Revisiting noninteracting string partition functions in Rindler space
Thomas G. Mertens, Henri Verschelde, Valentin I. Zakharov
TL;DR
The paper investigates how to formulate and interpret one-loop string partition functions in Euclidean Rindler space by summing over field spectra and distinguishing edge (surface) terms from bulk contributions. It shows that open-string edge interactions reproduce higher-spin surface terms, while closed strings do not admit a simple sum-over-fields equivalence, necessitating a non-interacting construction that excludes surface terms and yields modular-invariant results for Type II and heterotic strings. The resulting non-interacting partition functions exhibit IR divergences associated with maximal acceleration near the horizon, prompting interpretations that these divergences are artifacts of treating higher-spin fields rather than fundamental inconsistencies of string theory, with implications for Solodukhin’s proposal and firewall discussions. Overall, the work strengthens the connection between string theory and field-theory spectra on conical spaces, clarifies the role of worldsheet duality, and highlights subtle aspects of horizon thermodynamics in string theory.
Abstract
We revisit non-interacting string partition functions in Rindler space by summing over fields in the spectrum. In field theory, the total partition function splits in a natural way in a piece that does not contain surface terms and a piece consisting of solely the so-called edge states. For open strings, we illustrate that surface contributions to the higher spin fields correspond to open strings piercing the Rindler origin, unifying the higher spin surface contributions in string language. For closed strings, we demonstrate that the string partition function is not quite the same as the sum over the partition functions of the fields in the spectrum: an infinite overcounting is present for the latter. Next we study the partition functions obtained by excluding the surface terms. Using recent results of JHEP 1505 (2015) 106, this construction, first done by Emparan, can be put on much firmer ground.

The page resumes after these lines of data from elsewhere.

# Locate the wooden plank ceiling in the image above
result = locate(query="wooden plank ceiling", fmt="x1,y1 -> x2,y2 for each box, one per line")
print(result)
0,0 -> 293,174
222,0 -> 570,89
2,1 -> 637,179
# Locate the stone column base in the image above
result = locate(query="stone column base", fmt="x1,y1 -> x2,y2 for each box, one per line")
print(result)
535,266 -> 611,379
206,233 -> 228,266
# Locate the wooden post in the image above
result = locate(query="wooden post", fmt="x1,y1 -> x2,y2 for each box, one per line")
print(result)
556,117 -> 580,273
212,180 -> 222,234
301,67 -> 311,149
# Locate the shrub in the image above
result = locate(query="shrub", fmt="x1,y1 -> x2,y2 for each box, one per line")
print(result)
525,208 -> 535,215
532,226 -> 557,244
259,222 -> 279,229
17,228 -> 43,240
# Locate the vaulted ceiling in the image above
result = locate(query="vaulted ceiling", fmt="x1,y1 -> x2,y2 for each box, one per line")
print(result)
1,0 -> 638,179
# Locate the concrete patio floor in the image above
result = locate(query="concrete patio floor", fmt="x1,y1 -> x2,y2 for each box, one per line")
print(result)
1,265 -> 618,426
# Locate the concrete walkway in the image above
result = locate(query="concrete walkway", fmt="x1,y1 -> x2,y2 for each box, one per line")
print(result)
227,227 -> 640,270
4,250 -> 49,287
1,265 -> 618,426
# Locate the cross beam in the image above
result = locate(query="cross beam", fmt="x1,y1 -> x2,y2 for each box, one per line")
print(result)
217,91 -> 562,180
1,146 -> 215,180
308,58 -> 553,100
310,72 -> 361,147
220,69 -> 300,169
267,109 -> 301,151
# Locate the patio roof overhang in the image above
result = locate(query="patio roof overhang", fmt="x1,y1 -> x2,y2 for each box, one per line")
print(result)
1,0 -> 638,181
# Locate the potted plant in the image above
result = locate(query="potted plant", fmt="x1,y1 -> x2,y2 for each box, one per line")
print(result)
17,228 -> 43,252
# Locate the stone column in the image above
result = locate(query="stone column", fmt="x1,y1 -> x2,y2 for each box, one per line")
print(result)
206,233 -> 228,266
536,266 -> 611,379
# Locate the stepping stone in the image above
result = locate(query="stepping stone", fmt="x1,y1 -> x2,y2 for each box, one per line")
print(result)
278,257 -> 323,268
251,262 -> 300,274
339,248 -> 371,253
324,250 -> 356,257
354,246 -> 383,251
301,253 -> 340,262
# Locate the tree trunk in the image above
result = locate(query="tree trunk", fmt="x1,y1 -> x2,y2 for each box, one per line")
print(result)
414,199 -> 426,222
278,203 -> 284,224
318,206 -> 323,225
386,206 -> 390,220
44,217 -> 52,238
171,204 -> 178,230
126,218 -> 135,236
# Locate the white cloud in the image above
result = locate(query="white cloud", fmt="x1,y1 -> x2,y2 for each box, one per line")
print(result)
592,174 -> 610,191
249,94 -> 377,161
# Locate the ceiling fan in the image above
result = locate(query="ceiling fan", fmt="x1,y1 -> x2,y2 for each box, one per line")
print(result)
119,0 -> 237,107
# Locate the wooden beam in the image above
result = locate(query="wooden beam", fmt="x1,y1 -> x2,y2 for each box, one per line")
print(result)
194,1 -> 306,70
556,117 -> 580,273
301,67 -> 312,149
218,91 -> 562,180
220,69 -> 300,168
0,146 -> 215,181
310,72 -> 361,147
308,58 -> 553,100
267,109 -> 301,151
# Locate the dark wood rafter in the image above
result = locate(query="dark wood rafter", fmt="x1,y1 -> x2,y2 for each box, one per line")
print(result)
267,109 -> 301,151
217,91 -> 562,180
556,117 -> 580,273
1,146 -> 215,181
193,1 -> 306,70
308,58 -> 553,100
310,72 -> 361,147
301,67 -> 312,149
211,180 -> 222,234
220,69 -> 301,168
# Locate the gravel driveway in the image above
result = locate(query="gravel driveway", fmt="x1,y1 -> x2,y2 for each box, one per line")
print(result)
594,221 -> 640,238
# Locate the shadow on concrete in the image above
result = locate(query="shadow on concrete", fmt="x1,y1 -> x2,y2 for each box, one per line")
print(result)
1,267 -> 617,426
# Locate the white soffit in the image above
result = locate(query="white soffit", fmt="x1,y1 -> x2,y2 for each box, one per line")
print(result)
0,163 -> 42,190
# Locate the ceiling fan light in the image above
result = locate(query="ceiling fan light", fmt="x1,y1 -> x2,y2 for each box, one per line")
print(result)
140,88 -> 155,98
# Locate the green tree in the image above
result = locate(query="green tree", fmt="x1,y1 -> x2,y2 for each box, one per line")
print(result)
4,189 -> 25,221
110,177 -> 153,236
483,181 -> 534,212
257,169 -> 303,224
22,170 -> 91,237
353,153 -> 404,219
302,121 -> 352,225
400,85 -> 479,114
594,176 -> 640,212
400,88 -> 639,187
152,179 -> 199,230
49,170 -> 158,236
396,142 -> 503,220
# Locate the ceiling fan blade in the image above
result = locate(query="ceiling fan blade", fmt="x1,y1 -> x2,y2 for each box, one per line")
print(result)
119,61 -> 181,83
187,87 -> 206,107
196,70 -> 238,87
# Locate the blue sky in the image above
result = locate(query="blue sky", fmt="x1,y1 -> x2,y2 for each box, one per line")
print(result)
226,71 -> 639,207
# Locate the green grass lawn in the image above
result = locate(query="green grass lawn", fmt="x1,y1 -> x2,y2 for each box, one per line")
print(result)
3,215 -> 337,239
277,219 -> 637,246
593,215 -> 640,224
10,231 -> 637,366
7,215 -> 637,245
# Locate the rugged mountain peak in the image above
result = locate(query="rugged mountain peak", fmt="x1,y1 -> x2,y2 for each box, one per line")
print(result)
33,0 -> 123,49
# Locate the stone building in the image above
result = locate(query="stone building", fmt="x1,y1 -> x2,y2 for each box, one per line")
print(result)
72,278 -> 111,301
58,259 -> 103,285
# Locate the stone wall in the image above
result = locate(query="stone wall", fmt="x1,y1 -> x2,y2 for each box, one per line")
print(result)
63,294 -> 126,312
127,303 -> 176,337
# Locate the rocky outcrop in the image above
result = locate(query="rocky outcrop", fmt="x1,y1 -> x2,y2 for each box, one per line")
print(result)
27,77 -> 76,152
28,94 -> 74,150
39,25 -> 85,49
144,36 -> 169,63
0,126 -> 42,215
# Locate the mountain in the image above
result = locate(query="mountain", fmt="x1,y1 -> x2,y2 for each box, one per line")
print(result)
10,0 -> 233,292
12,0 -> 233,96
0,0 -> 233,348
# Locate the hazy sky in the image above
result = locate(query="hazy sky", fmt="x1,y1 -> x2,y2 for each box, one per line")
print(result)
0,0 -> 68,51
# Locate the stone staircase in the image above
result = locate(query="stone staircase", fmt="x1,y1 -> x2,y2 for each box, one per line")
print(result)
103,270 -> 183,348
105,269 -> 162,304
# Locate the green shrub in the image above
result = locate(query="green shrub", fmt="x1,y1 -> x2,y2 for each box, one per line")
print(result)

We generalize to type II and heterotic superstrings and demonstrate modular invariance. All of these exhibit an IR divergence that can be interpreted as a maximal acceleration close to the black hole horizon. Ultimately, since these partition functions are only part of the full story, divergences here should not be viewed as a failure of string theory: maximal acceleration is a feature of a faulty treatment of the higher spin fields in the string spectrum. We comment on the relevance of this to Solodukhin's recent proposal. A possible link with the firewall paradox is apparent.